EDV vs SPDR S&P 500 ETF Trust: price % change
Data by YCharts

Will the current rising rate environment be different than the last several? Will the Fed be able to engineer the “soft landing” that has evaded them in every rate hiking cycle since the early 1990s?

I doubt it. Rather, I am of the same view that was recently articulated by bond guru Jeff Gundlach: “My suspicion is that they’re going to keep raising rates until something breaks, which is always the case.”

Indeed, 100% of rate hiking cycles since 1990 have ended with a stock market selloff and/or a recession.

Moreover, consider also that real personal income excluding transfer payments diminished to around 1.5-1.6% in the latter months of 2021.

Real personal income ex. transfer payments

St. Louis Federal Reserve

This anemic growth in non-transfer real income does not signify a robust economic backdrop to support rising long-term interest rates.

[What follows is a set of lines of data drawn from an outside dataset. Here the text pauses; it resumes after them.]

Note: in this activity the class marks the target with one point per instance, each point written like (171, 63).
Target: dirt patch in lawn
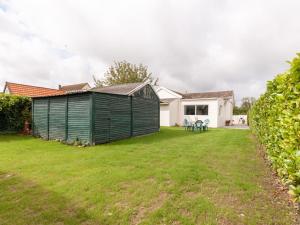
(143, 211)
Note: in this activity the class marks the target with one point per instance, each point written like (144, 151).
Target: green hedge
(275, 119)
(14, 110)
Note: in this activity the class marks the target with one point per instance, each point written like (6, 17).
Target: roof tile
(31, 91)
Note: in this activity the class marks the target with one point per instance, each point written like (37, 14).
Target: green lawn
(171, 177)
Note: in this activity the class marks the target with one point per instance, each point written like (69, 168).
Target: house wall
(164, 93)
(165, 115)
(174, 112)
(213, 106)
(221, 112)
(229, 109)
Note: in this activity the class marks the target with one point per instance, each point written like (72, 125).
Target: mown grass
(171, 177)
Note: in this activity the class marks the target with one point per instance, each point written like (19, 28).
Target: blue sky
(194, 46)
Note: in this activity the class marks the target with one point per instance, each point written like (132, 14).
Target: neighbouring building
(29, 90)
(74, 87)
(97, 115)
(175, 107)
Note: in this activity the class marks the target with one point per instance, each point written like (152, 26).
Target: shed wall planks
(112, 117)
(57, 118)
(79, 117)
(40, 123)
(95, 118)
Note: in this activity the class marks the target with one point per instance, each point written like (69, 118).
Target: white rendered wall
(213, 106)
(164, 115)
(174, 112)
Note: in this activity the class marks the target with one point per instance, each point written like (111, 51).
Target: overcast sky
(194, 46)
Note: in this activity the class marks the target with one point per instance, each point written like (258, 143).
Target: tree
(246, 105)
(124, 72)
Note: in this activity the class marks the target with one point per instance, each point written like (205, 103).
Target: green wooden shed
(98, 115)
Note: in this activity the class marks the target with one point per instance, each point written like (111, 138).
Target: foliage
(275, 119)
(124, 72)
(246, 105)
(14, 110)
(170, 177)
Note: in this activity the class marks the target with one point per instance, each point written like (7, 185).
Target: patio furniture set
(198, 125)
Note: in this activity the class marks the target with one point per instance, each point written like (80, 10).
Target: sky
(190, 45)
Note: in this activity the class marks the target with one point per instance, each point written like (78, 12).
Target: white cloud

What’s more, government transfer payments (for the most part) do not drive consumer inflation but rather follow inflation. After all, cost of living adjustments (“COLAs”) only come after prices have gone up.

And though real GDP grew 6.9% in Q4 2021, most of that gain came from accumulation of private inventories. Spending on consumer services was the only other sign of strength in the economy.

Components of GDP

Robert Hughes – AIER

Again, this is not a strong backdrop to support rising long-term interest rates.

Bottom Line

Often, the best asset classes to buy are the ones that look the weakest or ugliest at the time they are bought.

With rates of inflation currently over 7%, a 30-year Treasury yield of 2.25% sounds incredibly unappealing. But by the time it gains a widespread appeal among investors, long-term Treasuries will no longer work as portfolio insurance. You can’t buy insurance when your investment portfolio is already on fire.

With the Fed on the verge of hiking interest rates and aggressively tightening monetary policy, now is the time to buy long-term Treasuries as a hedge. EDV is a great vehicle to do that.